ORLANDO, Fla. – Tropical Storm Sally is working its way into the gulf and could still potentially become a hurricane.
Sally was 140 miles south-southwest of Apalachicola, Florida, with maximum sustained winds of 60 mph, as of 2 p.m. Sunday. Forecasters said the storm is moving west-northwest at 12 mph.
Maximum sustained winds are near 60 mph with higher gusts.
Strengthening is expected over the next day or so, and Sally is forecast to become a hurricane on Monday, with some additional strengthening possible before landfall Monday night.
Tropical-storm-force winds extend outward up to 90 miles from the center.
Meteorologists said Sally could produce total rainfall accumulations of 1 to 3 inches with isolated maximum amounts of 6 inches across west-central and southern Florida, including the Florida Keys, through Sunday.
Hurricane Paulette was upgraded to a Category one hurricane and is projected to stay over the Atlantic and not impact Florida.

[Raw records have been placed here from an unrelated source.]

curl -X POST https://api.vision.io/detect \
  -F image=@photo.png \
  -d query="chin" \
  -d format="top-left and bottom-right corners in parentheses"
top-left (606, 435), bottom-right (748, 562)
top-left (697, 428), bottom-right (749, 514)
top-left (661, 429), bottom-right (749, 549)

Hurricane Paulette is 195 miles southeast of Bermuda as of 2 p.m. Sunday, forecasters said. Maximum sustained winds are near 80 mph as the storm moves west-northwest at 14 mph.
Strengthening is forecast, and Paulette is expected to be a dangerous hurricane when it approaches Bermuda late tonight and early Monday.
Hurricane-force winds extend outward up to 60 miles from the center and tropical-storm-force winds extend outward up to 195 miles.
Tropical Depression Rene
Tropical Depression Rene is moving toward the northwest near 9 mph. The storm has maximum wind speeds of 30 mph.
Rene should slowly weaken over the next couple of days and is forecast to become a remnant low on Monday.
A slower northwestward motion is expected by tonight. By late Monday through Tuesday, the system is forecast to move southwestward.
Tropical Depression No. 20
Tropical Depression No. 20 is also staying over the Atlantic as it moves west-northwest at 10 mph.
The storm is 1,680 miles east of the Lesser Antilles. Forecasters said maximum sustained winds were near 35 mph.
The depression is expected to become a tropical storm later today or tonight, and it could strengthen to a hurricane on Tuesday.
Tropical Depression 20 could become the next named storm and will get the name Teddy.
Two other tropical waves near Africa have the potential to develop into storms over the next five days. The wave west of the Cabo Verde islands has a 70% chance to develop in the next five days. A wave still over the African continent has a 20% chance to develop over the next five days.
Another wave in the western Gulf of Mexico has a 20 percent chance to develop over the next five days as it moves toward Mexico.